People, on the other hand, can be less sanguine when things don’t go according to plan. You won’t find many commuters cheerfully quoting standard error when their train gets delayed or cancelled. This is because we have been taught to consider mistakes through an emotional, not a scientific, lens. We are generally quick to declare errors as symptomatic of category failure, and conclude that the system doesn’t work, or the decision that led to this point was entirely wrong. The truth is usually more mundane: the trains do run on time, most of the time; and your decision might have worked differently in the vast majority of foreseeable scenarios.

Experiencing a setback of some sort is not sufficient evidence to conclude that everything has failed, or that a system or decision should be abandoned wholesale. Humanity would have achieved only a fraction of what it has if that approach to error had been used by scientists and technologists throughout history. Even in everyday life, it is when things go wrong that people come alive – albeit that might be an angry reaction to a train being late, or when a stranger has stolen your trusted waiting spot.

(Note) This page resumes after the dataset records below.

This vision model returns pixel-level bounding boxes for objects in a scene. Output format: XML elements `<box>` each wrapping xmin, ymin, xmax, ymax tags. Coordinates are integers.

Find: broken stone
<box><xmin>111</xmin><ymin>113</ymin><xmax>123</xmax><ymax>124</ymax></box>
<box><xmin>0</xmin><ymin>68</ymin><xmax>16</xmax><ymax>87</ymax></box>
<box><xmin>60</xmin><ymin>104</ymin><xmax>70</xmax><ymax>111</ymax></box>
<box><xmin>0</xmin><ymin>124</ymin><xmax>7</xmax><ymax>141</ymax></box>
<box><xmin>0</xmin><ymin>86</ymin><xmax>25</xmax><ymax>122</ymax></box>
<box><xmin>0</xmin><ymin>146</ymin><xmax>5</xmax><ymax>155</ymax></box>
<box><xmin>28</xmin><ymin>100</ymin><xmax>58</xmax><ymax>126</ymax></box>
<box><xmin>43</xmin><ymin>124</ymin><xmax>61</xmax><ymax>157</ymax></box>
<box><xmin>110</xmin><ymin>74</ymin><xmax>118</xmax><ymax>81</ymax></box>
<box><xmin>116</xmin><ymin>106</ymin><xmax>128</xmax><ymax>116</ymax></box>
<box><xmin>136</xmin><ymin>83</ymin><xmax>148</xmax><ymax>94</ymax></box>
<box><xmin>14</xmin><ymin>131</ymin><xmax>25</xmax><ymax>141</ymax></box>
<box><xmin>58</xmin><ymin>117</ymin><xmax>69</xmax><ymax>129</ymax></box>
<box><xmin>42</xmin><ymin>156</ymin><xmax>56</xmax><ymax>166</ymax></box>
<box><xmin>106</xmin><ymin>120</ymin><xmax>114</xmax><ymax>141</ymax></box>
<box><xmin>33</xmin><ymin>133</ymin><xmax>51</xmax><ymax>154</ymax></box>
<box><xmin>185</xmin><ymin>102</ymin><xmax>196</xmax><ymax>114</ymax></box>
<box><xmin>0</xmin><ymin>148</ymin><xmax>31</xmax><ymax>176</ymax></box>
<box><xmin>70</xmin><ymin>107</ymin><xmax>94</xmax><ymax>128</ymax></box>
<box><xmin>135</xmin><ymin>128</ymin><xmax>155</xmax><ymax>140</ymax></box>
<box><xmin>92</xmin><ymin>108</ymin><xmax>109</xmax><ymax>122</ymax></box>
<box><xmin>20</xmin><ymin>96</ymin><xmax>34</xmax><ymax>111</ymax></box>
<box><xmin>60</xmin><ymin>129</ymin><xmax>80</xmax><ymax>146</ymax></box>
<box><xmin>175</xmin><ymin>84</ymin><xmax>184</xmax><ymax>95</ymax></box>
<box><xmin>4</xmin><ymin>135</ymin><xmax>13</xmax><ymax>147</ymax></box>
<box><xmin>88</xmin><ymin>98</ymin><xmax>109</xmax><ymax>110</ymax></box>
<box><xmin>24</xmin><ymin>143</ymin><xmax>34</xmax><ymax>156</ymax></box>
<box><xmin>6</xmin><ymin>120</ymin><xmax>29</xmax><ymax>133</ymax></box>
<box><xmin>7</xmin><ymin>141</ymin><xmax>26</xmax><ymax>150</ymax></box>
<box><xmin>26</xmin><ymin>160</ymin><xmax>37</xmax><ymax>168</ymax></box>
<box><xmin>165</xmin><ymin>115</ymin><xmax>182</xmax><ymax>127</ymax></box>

The knee-jerk response to error is one of the main downfalls of box thinking. By acting much like supervised algorithms, we assign a binary quality to every data point and situation. Yes or no. Right or wrong. Rat or hamster. This limits our ability to see problems in their proper context, and makes every error seem like a critical one. The train is cancelled therefore my day is ruined. It creates the dangerous illusion that there is always a categorically right or wrong decision, and that the difficult thing is making a cliff-edge decision between them (pure box thinking). In my case, it also tends to lead to one setback – the missed train – derailing my entire day, sending me cascading into meltdown because my plan has gone awry.

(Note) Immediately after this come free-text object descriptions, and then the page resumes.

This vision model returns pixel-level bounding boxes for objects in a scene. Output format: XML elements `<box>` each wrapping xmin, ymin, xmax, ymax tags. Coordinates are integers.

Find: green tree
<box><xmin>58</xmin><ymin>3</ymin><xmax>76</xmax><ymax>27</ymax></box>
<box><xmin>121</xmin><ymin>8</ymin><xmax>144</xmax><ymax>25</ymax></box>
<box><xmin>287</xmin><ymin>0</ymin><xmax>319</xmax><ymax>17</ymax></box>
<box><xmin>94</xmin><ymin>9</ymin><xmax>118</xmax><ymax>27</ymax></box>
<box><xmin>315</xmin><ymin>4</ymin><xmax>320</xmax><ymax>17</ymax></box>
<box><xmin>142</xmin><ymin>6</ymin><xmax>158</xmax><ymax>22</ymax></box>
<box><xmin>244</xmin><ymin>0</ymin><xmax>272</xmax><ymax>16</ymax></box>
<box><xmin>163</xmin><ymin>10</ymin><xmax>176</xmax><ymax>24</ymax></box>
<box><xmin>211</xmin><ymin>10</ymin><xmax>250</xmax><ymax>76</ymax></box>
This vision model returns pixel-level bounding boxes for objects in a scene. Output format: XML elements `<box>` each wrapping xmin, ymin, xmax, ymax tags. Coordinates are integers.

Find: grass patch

Because reality is more nuanced than that, so must our techniques be for thinking about problems and reaching decisions. With a box, you have nowhere to go when something goes wrong. Your only choice is to label it as a failure, and start again. With a tree, you are surrounded by alternative branches: paths forward that you have gamed out in your head. It’s far easier and more efficient to switch course because you didn’t put all your chips on one outcome working out as you had hoped. You have already planned for just this eventuality, and left yourself with plenty of worthwhile backups.

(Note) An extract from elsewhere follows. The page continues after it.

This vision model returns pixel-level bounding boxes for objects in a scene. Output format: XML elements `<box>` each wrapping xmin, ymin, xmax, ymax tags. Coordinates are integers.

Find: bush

Counter-intuitively, machine learning can help us to be less mechanical, and more human, in how we assess the decisions in front of us. It teaches us that ‘mistakes’ are normal and are inherent in real data. There are few, if any, truly binary choices, and not everything fits into a pattern or can be tied up into a neat and irrefutable conclusion. The exception makes the rule. I’ve benefited from the machine-learning perspective not because it filters out the randomness and uncertainty that are an inherent part of humanity, but because it embraces them more easily than most people do, and provides a method for assimilating them. It allows me to plan for situations I know I will find intimidating, and be better prepared for when things go wrong.

Tree-like thinking is important because it reflects the complexity that surrounds us, but also because it helps us to be resilient. Like a mighty oak that has stood for hundreds of years, a decision tree can stand up to all weathers, long after a box has been jumped on, broken and cast aside for ever.